A: Representative record chart showing involvement of Na⁺ in the HCO₃ ⁻ mediated recovery for NH₄Cl induced acidification in rat caput epididymal epithelium. The HEPES-KH solution containing 40 mM NH₄Cl caused intracellular alkalization. Washing the NH₄Cl with Naf-HEPES-KH solution would arouse intracellular acidification with no remarkable recovery. When the perfusion solution was changed into Naf-HCO₃ ⁻-KH solution, the recovery was still depressed. When the perfusion solution was changed into normal KH solution, the intracellular acidification recovered to basal level; B: The summary of the results showing the effect of Na⁺ on HCO₃ ⁻ mediated intracellular acidification recovery. HCO₃ ⁻ mediated intracellular acidification recovery in Fig. 2B is set as control group. Data are expressed as the change of the pH value per minute. NH₄Cl, 40 mM NH₄Cl; ami, 1 mM amiloride; Naf, Na+ free; Ctl, control; Columns and error bars are mean ± S.E.M. (n = 3; ** P<0.01 vs Ctl).

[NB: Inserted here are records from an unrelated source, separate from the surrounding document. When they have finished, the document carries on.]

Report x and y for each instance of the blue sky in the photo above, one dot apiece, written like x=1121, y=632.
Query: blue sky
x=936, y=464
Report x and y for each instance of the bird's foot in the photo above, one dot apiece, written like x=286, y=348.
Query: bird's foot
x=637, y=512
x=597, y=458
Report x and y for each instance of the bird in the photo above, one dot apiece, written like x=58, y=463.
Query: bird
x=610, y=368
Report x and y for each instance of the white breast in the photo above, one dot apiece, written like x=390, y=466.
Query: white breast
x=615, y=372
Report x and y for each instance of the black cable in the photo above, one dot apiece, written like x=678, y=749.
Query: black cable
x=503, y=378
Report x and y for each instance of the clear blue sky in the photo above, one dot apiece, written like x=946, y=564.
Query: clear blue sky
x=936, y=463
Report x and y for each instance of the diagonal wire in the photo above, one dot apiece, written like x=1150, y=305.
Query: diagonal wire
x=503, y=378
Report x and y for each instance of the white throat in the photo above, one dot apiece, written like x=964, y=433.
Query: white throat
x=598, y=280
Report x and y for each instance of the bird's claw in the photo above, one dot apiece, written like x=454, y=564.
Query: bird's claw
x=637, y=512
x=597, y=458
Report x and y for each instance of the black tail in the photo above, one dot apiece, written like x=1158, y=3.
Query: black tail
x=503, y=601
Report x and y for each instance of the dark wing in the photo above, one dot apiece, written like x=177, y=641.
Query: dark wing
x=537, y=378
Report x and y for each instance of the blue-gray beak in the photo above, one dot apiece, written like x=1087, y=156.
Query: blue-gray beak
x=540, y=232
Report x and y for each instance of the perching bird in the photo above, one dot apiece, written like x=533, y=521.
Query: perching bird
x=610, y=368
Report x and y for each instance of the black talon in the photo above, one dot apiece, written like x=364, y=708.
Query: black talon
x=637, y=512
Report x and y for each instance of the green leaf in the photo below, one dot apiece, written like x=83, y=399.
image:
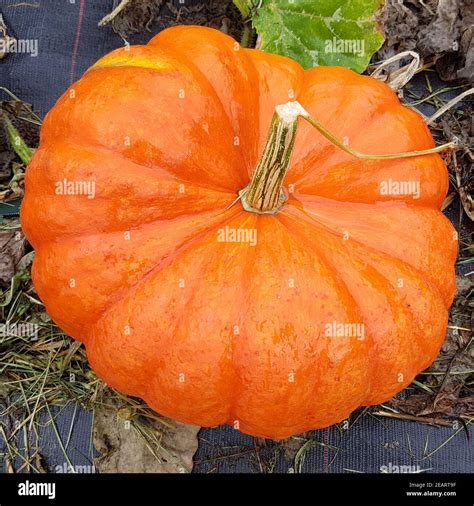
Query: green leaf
x=320, y=32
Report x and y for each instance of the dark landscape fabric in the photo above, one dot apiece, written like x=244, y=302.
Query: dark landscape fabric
x=69, y=42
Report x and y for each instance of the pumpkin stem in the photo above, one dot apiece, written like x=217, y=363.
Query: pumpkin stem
x=265, y=194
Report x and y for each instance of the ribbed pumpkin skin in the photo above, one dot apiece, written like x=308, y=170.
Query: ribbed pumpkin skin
x=211, y=332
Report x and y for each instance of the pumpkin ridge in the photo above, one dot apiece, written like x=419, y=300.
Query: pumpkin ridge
x=395, y=301
x=419, y=273
x=183, y=55
x=295, y=233
x=157, y=268
x=88, y=145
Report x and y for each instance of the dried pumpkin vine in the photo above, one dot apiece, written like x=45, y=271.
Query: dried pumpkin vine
x=296, y=29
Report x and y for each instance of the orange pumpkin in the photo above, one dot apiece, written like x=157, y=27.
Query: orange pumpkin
x=275, y=323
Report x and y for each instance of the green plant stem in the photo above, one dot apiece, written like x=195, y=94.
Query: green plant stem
x=247, y=33
x=17, y=143
x=264, y=194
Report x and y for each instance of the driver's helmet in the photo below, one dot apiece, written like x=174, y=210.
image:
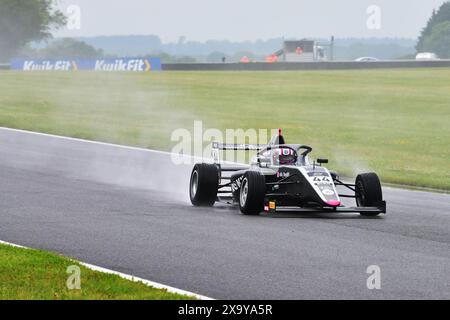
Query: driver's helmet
x=284, y=157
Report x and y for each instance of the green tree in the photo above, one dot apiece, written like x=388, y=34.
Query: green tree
x=442, y=15
x=23, y=21
x=70, y=48
x=439, y=40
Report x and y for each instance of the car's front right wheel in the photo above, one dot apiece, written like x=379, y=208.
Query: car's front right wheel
x=204, y=185
x=252, y=193
x=368, y=191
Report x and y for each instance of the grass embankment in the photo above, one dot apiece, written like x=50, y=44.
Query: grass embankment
x=27, y=274
x=395, y=122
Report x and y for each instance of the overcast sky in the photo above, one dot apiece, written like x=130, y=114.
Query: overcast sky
x=239, y=20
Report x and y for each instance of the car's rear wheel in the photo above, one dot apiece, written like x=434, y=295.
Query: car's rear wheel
x=204, y=185
x=252, y=193
x=368, y=191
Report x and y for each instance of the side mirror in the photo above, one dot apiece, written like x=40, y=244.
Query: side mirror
x=322, y=161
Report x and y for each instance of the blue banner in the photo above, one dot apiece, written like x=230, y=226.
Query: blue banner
x=106, y=65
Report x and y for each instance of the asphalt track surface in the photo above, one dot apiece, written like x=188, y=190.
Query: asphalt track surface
x=126, y=209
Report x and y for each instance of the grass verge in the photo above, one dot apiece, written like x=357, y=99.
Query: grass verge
x=27, y=274
x=394, y=122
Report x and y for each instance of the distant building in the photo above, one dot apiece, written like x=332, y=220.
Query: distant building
x=302, y=51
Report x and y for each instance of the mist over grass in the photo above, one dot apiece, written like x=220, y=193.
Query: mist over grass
x=394, y=122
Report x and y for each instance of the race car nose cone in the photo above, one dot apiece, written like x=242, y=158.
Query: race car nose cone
x=334, y=203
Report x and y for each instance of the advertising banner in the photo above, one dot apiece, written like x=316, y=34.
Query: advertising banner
x=106, y=65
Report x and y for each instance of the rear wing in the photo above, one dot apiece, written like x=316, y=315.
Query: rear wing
x=238, y=147
x=217, y=147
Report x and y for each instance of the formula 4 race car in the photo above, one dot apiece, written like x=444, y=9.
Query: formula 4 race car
x=281, y=178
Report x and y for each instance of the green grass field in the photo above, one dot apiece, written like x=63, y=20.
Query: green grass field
x=395, y=122
x=38, y=275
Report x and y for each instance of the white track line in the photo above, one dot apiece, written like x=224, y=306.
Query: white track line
x=149, y=283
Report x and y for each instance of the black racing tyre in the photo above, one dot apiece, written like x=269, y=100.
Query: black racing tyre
x=368, y=191
x=252, y=193
x=204, y=185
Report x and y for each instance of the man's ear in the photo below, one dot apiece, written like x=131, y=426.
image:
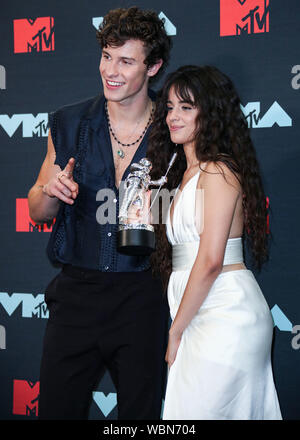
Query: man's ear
x=152, y=70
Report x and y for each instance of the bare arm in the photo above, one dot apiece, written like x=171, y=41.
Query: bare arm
x=52, y=187
x=220, y=200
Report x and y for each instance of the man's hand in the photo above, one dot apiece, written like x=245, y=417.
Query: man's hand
x=63, y=186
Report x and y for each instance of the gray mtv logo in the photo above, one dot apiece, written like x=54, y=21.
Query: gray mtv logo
x=2, y=78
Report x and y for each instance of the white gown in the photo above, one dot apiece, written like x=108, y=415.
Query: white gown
x=222, y=369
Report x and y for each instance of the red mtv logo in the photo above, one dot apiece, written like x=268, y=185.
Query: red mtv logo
x=244, y=17
x=23, y=221
x=34, y=35
x=25, y=397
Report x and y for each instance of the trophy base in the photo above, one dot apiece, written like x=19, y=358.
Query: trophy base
x=135, y=241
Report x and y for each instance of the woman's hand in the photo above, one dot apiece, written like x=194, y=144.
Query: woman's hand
x=173, y=345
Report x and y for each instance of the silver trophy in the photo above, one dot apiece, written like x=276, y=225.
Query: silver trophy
x=136, y=234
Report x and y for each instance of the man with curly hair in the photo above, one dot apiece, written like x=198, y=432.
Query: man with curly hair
x=106, y=311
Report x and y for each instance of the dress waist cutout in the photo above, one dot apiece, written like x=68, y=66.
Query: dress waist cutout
x=184, y=254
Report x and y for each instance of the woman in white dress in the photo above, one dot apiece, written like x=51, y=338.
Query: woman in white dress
x=219, y=348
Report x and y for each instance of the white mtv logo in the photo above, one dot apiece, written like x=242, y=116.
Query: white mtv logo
x=275, y=115
x=2, y=78
x=31, y=125
x=32, y=306
x=169, y=26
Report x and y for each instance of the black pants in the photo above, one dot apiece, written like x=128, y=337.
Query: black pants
x=96, y=321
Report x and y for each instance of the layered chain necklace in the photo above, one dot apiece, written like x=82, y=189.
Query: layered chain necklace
x=120, y=151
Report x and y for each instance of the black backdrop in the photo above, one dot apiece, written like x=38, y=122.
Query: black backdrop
x=263, y=60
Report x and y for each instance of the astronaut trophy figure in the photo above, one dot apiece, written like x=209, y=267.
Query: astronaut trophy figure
x=136, y=235
x=136, y=186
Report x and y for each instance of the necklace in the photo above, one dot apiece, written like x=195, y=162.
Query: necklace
x=120, y=152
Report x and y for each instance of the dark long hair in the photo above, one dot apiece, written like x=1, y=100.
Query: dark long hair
x=222, y=135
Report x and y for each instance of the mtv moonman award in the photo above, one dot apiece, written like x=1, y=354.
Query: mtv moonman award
x=136, y=235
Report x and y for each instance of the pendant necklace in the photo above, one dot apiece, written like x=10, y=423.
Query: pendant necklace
x=120, y=151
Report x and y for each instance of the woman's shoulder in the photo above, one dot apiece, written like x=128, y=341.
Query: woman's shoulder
x=222, y=172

Figure 4. DIDS inhibits HCO₃ ⁻ induced intracellular acidification recovery in rat caput epididymal epithelium.

A: The record chart showing that DIDS inhibited the HCO₃ ⁻ mediated recovery for NH₄Cl induced acidification in the rat caput epididymal epithelium. The HEPES-KH solution containing 40 mM NH₄Cl caused intracellular alkalization. Wash the NH₄Cl with HEPES-KH solution with 1 mM amiloride would arouse intracellular acidification with no remarkable recovery. The recovery was still suppressed when the solution was changed into HCO₃ ⁻ -KH solution containing 1 mM DIDS and 1 mM amiloride; B: The summary of results showing the effects of DIDS on the HCO₃ ⁻ mediated intracellular acidification recovery. HCO₃ ⁻ mediated intracellular acidification recovery in Fig. 2B is set as control group. Data are expressed as the change of the pH value per minute. NH₄Cl, 40 mM NH₄Cl; ami, 1 mM amiloride; DIDS, 1 mM DIDS; Ctl, Control; Columns and error bars are mean ± S.E.M. (n = 5; **P<0.01 vs Ctl).

Figure 5. NBC on the apical membrane of rat epididymal epithelium regulates epididymal apical pH.

In the control group, the cultured rat caput epididymal epithelium was immersed in Cl⁻ free KH solution without any treatment of DIDS (n = 7). 1 mM DIDS was applied to the apical(n = 3) or basolateral(n = 3) side of the cultured epithelial monolayer and incubated for 1 hour. Ctl, Control; DIDS, 1 mM DIDS; ap, apical; bl, basolateral; N.S., no significant difference vs Ctl; All bars represent mean ± S.E.M. (*P<0.05 vs Ctl).